Ricks-Lab / gpu-utils

A set of utilities for monitoring and customizing GPU performance
GNU General Public License v3.0
139 stars 23 forks source link

Q: had it been tested w/ latest Debian bpo Kernel? #157

Open RogerWeihrauch opened 5 months ago

RogerWeihrauch commented 5 months ago

Sorry, hit Enter too early.

So, actually I am running the latest Debian 12.5 release with bpo Kernel: uname -a Linux lildeb 6.6.13+bpo-amd64 #1 SMP PREEMPT_DYNAMIC Debian 6.6.13-1~bpo12+1 (2024-02-15) x86_64 GNU/Linux And installed it w/ others: root@lildeb:~# apt install ricks dkms linux-source perl curl git-all jq -t bookworm-backports executing 'gpu-ls' shows following error: root@lildeb:~# gpu-ls Traceback (most recent call last): File "/usr/bin/gpu-ls", line 174, in main() File "/usr/bin/gpu-ls", line 121, in main if env.GUT_CONST.check_env() < 0: ^^^^^^^^^^^^^^^^^^^^^^^^^ File "/usr/lib/python3/dist-packages/GPUmodules/env.py", line 312, in check_env current_kversion = tuple([int(x) for x in re.sub('-.', '', current_kversion_str).split('.')]) ^^^^^^^^^^^^^^^^^^^^^^^^^^^^^^^^^^^^^^^^^^^^^^^^^^^^^^^^^^^^^^^^^^^^ File "/usr/lib/python3/dist-packages/GPUmodules/env.py", line 312, in current_kversion = tuple([int(x) for x in re.sub('-.*', '', current_kversion_str).split('.')]) ^^^^^^ ValueError: invalid literal for int() with base 10: '13+bpo' root@lildeb:~#

So, anyone else made this exp.? Or, only error on my side? If so, howto further debug/find the source of this?

Thanks for your effort on this. Kind regards, Roger

RogerWeihrauch commented 5 months ago

.. donno why all is lined-out. Roger

Ricks-Lab commented 5 months ago

This looks like a problem that I have already fixed. I think the debian package still has not been updated. Can you try a PyPI or rickslab.com install to verify? See README for details.
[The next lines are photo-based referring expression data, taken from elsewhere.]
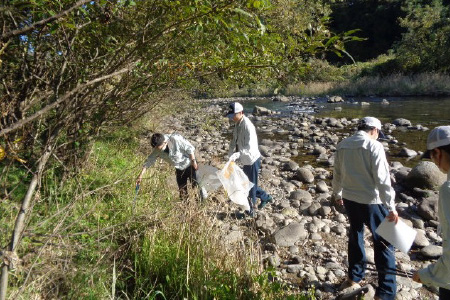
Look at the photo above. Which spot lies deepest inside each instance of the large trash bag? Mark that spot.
(236, 183)
(207, 178)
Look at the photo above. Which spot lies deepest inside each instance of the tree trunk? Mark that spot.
(20, 220)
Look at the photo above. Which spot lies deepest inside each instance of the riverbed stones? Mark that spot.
(401, 122)
(305, 175)
(289, 235)
(425, 175)
(428, 208)
(431, 251)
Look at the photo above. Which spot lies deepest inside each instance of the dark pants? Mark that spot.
(371, 215)
(444, 294)
(182, 180)
(256, 192)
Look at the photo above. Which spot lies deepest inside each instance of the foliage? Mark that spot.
(424, 47)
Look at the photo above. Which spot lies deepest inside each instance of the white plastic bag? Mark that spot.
(207, 178)
(236, 183)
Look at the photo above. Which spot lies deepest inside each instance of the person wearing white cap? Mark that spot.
(362, 183)
(438, 274)
(244, 147)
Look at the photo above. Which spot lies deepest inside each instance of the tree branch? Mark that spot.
(43, 22)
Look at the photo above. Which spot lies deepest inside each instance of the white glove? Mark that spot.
(235, 156)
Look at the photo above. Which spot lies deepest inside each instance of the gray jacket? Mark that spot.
(179, 151)
(245, 141)
(438, 274)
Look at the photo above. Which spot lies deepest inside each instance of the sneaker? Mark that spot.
(347, 284)
(264, 202)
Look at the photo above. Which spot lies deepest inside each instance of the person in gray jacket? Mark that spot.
(361, 182)
(438, 274)
(244, 147)
(179, 152)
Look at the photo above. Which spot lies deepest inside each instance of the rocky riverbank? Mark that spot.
(302, 234)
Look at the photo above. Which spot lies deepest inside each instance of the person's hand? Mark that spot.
(235, 156)
(194, 164)
(392, 216)
(416, 277)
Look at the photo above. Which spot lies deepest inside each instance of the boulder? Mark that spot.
(300, 195)
(261, 111)
(428, 208)
(401, 122)
(425, 175)
(289, 235)
(305, 175)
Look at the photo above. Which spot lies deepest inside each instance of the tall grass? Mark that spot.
(85, 240)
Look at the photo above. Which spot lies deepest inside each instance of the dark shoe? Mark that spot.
(264, 202)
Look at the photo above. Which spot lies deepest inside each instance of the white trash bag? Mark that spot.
(236, 183)
(207, 178)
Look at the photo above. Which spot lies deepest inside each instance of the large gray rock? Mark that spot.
(290, 166)
(402, 122)
(428, 208)
(261, 111)
(301, 195)
(287, 236)
(431, 251)
(305, 175)
(425, 175)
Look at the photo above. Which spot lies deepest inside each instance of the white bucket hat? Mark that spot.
(439, 136)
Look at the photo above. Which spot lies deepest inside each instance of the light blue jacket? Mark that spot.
(438, 274)
(179, 151)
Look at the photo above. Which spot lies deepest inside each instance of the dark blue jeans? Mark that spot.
(256, 192)
(371, 215)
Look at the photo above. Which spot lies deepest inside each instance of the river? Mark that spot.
(426, 111)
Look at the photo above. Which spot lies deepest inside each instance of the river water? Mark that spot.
(426, 111)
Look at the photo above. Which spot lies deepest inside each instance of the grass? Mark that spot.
(84, 240)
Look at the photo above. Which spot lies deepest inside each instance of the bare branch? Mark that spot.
(64, 98)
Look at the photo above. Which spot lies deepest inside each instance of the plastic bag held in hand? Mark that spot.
(235, 156)
(236, 183)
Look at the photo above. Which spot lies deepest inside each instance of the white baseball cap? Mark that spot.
(439, 136)
(372, 122)
(234, 108)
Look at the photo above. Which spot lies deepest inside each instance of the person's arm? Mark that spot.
(148, 163)
(188, 149)
(382, 178)
(337, 180)
(439, 273)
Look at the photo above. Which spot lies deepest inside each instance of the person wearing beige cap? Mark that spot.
(362, 183)
(244, 147)
(438, 274)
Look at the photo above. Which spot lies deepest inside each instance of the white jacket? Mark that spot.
(361, 172)
(245, 142)
(179, 151)
(438, 274)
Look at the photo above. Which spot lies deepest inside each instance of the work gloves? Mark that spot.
(235, 156)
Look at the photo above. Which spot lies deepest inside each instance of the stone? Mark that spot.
(289, 235)
(421, 239)
(321, 187)
(428, 208)
(431, 251)
(305, 175)
(405, 152)
(425, 175)
(301, 195)
(290, 166)
(401, 122)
RogerWeihrauch commented 5 months ago

Hi Rick Thanx for resp. Ok, tried: 1st) w/ ricklab Debian install, as in: https://github.com/Ricks-Lab/gpu-utils/blob/master/docs/USER_GUIDE.md#rickslabcom-debian-installation Install suceeded AFTER a complete 'apt remove --purge ricks-', AND a 'apt autoremove' + reboot. BUT, execution here shows: root@lildeb:~# gpu-ls Traceback (most recent call last): File "/usr/bin/gpu-ls", line 179, in main() File "/usr/bin/gpu-ls", line 126, in main if GUT_CONST.check_env() < 0: ^^^^^^^^^^^^^^^^^^^^^ File "/usr/lib/python3/dist-packages/GPUmodules/env.py", line 313, in check_env current_kversion = tuple([int(x) for x in re.sub('-.', '', current_kversion_str).split('.')]) ^^^^^^^^^^^^^^^^^^^^^^^^^^^^^^^^^^^^^^^^^^^^^^^^^^^^^^^^^^^^^^^^^^^^ File "/usr/lib/python3/dist-packages/GPUmodules/env.py", line 313, in current_kversion = tuple([int(x) for x in re.sub('-.*', '', current_kversion_str).split('.')]) ^^^^^^ ValueError: invalid literal for int() with base 10: '13+bpo' root@lildeb:~# ( so still the same) Will try also the PiPy way and report back. (Takes some time)

Regards, Roger

Ricks-Lab commented 5 months ago

Looks like bpo in the kernel version is causing the problem. Should be an easy fix. Will make a change tomorrow.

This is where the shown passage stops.